🤖 AI Summary
Existing diffusion-based policy learning methods neglect physical safety constraints inherent in bimanual manipulation, leading to hazardous interactions. This paper proposes a test-time trajectory optimization framework that synergistically integrates diffusion models with vision-language models (VLMs) for semantic-driven safe planning. Specifically, we design a variable safety cost function tailored to bimanual collaboration modes; leverage VLMs to dynamically identify critical points and their relational structure, thereby adaptively generating full-task safety constraints; and employ guided diffusion denoising to optimize trajectories satisfying all constraints. Evaluated on eight simulated bimanual tasks, our method achieves a 13.7% higher task success rate and an 18.8% reduction in unsafe interactions compared to state-of-the-art approaches.
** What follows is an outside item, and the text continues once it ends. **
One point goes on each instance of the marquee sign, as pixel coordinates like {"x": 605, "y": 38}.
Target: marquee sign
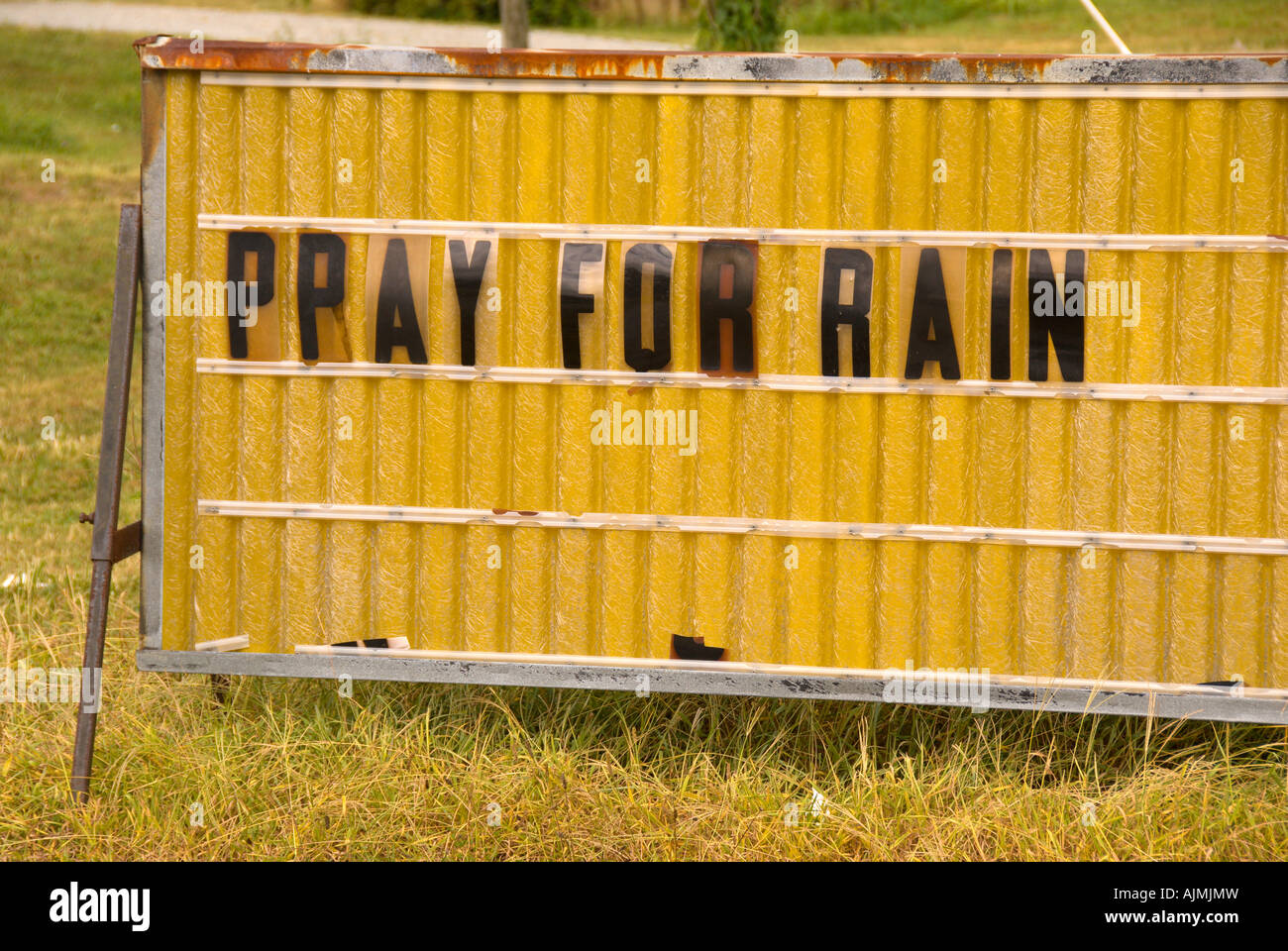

On four real-world bimanual robotic tasks, it improves success rate by 32.5%, demonstrating both safety and practical efficacy.
📝 Abstract
Bimanual manipulation has been widely applied in household services and manufacturing, which enables the complex task completion with coordination requirements. Recent diffusion-based policy learning approaches have achieved promising performance in modeling action distributions for bimanual manipulation. However, they ignored the physical safety constraints of bimanual manipulation, which leads to the dangerous behaviors with damage to robots and objects. To this end, we propose a test-time trajectory optimization framework named SafeBimanual for any pre-trained diffusion-based bimanual manipulation policies, which imposes the safety constraints on bimanual actions to avoid dangerous robot behaviors with improved success rate. Specifically, we design diverse cost functions for safety constraints in different dual-arm cooperation patterns including avoidance of tearing objects and collision between arms and objects, which optimizes the manipulator trajectories with guided sampling of diffusion denoising process. Moreover, we employ a vision-language model (VLM) to schedule the cost functions by specifying keypoints and corresponding pairwise relationship, so that the optimal safety constraint is dynamically generated in the entire bimanual manipulation process. SafeBimanual demonstrates superiority on 8 simulated tasks in RoboTwin with a 13.7% increase in success rate and a 18.8% reduction in unsafe interactions over state-of-the-art diffusion-based methods. Extensive experiments on 4 real-world tasks further verify its practical value by improving the success rate by 32.5%.